7 Simple Steps To Real Estate Investing

Whether you're brand new to real estate investment or a seasoned pro, knowing these 7 Simple Steps to Real Estate Investing is vital.

First things first…

  • Real estate is a long-term investment, not a get-rich-quick scheme. However, if you master the fundamentals and put them into practice, you will be able to achieve all your dreams and goals with ease.

  • There is no way the real estate bubble will bust! The real estate market, on the other hand, will fluctuate and alter — just as it has in the past! What's "hot" right today could become ice cold in the following three years (or perhaps even 3 months). However, there are strategies to protect your real estate investments from the effects of inflation. It's actually fairly straightforward.

Did you know that in 1975, the median home price in the United States was $33,300? The median home price in 2005 was $195,000. In the past, the average home doubled in value every seven years. It should be considerably over $200,000 if you do the math.

OK… Having stated that... The real estate market WILL evolve, and what "works" in real estate today may not work in the future... The rental market was robust a decade ago, but it has slowed in recent years. We're getting set for another turn.

Real estate is a cycle, and cycles may be predicted to some extent. You can turn your real estate business into a cash-generating, profit-pulling machine that runs itself in response to changing real estate market trends if you have predictability. Real estate is still a viable source of income. In fact, this is as perfect a moment as any to begin investing in real estate.

However, you must make smart investments. Sure, you may earn a lot of money in pre-construction, but what if (no, not if – when) the market shifts and there are suddenly 35 identical properties for sale in the same building on the market? How long can you afford to keep the property in a negative cash flow situation?

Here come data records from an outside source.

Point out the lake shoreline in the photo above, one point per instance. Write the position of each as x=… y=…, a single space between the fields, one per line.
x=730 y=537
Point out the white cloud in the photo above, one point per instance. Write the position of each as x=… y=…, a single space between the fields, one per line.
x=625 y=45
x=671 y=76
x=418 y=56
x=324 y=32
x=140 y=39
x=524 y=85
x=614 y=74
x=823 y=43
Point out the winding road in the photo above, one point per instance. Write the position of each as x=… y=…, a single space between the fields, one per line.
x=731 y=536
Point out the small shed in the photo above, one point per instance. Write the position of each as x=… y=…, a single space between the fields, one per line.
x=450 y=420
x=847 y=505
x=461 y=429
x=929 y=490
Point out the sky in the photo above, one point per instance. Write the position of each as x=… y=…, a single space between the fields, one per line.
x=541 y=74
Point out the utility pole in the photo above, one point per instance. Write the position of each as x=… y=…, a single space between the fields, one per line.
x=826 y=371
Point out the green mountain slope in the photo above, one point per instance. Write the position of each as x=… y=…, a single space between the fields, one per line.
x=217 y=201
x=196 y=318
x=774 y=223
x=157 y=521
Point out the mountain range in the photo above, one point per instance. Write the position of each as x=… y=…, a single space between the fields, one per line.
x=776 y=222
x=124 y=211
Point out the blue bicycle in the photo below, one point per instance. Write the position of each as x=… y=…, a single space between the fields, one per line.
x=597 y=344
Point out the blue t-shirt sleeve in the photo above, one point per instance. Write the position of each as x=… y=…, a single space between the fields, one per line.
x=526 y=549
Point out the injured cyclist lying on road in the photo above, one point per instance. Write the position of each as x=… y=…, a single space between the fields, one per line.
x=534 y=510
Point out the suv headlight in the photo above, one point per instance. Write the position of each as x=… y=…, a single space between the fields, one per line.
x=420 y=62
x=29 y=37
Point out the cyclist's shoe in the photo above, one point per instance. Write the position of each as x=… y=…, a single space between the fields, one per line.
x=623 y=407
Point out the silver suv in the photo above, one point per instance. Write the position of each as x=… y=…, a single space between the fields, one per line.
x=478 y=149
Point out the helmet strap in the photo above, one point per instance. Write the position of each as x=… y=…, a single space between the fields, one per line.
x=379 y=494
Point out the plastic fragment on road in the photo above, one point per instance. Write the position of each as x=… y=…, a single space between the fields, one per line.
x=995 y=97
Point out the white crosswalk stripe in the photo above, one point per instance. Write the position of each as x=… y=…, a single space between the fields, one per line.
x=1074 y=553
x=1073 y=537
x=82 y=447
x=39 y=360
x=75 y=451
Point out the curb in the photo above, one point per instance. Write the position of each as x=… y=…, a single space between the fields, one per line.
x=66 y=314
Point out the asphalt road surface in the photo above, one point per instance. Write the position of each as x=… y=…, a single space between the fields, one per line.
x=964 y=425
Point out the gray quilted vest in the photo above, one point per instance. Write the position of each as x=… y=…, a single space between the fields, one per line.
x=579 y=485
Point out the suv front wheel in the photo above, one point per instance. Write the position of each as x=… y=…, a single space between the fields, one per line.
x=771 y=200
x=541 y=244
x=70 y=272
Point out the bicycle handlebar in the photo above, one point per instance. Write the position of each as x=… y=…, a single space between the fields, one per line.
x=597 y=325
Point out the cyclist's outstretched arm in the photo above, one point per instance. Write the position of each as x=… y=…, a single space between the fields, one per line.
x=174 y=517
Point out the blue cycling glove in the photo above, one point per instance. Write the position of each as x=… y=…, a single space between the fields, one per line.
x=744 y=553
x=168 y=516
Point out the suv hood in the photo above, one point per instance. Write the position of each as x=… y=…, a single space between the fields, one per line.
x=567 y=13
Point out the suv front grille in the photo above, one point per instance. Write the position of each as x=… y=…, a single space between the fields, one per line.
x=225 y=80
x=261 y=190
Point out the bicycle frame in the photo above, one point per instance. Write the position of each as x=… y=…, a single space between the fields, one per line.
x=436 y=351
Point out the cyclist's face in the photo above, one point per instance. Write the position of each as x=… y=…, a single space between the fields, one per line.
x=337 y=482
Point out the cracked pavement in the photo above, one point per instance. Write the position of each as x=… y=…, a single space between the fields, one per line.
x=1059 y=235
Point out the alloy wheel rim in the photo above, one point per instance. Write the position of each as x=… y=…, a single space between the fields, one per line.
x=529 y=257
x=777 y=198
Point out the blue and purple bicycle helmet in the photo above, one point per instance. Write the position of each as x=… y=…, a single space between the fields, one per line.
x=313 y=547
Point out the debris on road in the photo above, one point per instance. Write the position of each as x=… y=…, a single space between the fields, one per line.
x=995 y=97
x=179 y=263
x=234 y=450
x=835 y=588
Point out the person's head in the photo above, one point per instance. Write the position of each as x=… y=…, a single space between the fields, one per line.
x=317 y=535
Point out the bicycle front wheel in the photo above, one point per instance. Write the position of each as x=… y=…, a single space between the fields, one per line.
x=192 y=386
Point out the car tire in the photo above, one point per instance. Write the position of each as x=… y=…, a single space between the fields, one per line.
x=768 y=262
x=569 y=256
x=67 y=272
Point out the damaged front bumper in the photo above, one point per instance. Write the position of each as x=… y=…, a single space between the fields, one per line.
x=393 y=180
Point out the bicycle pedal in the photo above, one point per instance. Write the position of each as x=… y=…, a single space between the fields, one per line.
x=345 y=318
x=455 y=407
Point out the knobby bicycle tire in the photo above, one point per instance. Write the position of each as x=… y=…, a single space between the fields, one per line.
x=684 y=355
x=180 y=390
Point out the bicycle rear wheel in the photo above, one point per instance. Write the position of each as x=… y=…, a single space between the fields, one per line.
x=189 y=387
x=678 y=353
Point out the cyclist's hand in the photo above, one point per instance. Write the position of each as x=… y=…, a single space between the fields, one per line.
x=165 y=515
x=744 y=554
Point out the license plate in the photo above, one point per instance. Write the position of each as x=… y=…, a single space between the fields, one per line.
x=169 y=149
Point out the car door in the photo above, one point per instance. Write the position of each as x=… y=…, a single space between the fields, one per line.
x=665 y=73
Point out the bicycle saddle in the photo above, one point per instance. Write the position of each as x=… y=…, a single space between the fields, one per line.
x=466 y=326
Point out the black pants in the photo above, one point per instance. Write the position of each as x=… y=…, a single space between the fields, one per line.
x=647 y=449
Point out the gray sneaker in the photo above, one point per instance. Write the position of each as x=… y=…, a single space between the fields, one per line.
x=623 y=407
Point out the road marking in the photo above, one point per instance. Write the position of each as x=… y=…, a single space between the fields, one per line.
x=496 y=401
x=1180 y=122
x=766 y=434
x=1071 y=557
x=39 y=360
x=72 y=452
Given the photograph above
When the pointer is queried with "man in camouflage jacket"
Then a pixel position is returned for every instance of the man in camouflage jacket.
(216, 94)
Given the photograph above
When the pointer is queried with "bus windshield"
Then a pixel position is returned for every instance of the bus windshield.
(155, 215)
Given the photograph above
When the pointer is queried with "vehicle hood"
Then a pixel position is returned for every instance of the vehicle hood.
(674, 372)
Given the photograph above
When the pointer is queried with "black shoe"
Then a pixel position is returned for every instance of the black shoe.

Or how about acquiring property that is 'subject to'? Sure, it's a good approach, and lenders might be willing to overlook the "due on sale" clause if interest rates are at rock-bottom levels (you know, those sellers who you're generally taking property subject to don't always have the lowest interest rates, right?) Don't you believe lenders would be MUCH MORE willing to use their option to force you to pay off the 6.5 percent note if interest rates rose to 10-11 percent?

Simply put, you must be familiar with the fundamentals - tried and proven approaches, strategies, and systems that have worked in the past, are still working, and will continue to work in the future. You must have all of the tools in your bag in order to go with the flow and avoid being impacted when real estate markets shift (which they are currently happening, in case you didn't get the word!

Step #1 - Develop a strategy: Determine your long-term real estate goals (i.e., retirement and wealth accumulation) and your short-term real estate demands (i.e., making money in real estate). Then, create the necessary entities and implement the plan.

Step #2 - Figure out who your target market is: You can't please everyone in the real estate market. Start investing in the foreclosure market if you like foreclosures. If you want to be a landlord, concentrate your real estate marketing efforts on out-of-state owners.

Step #3 - Real estate is not a get-rich-quick gimmick, so be steady and persistent. Real estate is a great way to build wealth over time and put money in your pocket right now. To see real estate success, you must keep to your plan and stick to it. You must also continue to advance your education and experience.

Step 4 - Don't get caught up in "Analysis Paralysis": Quickly learn to examine properties. Don't get bogged down in overthinking. It's actually fairly simple: What is the property's value? What repairs does the property require? And how much are you willing to pay for the property? It's all about the numbers!

Step 5 - Become a financial master! : Real estate is a marketing and financial business. You must educate yourself on mortgages, interest rates, and available financing options. You must understand how to use money to negotiate transactions and sell homes.

Step #6 - Develop your problem-solving abilities: Because you can solve people's problems, you will be able to get real estate transactions that others won't. Anything goes on the real estate playing field. You must be prepared!

Step #7 - You must continue your education: It is important that you are always investing in your education and learning new tactics, strategies and tips that will help you make more in real estate.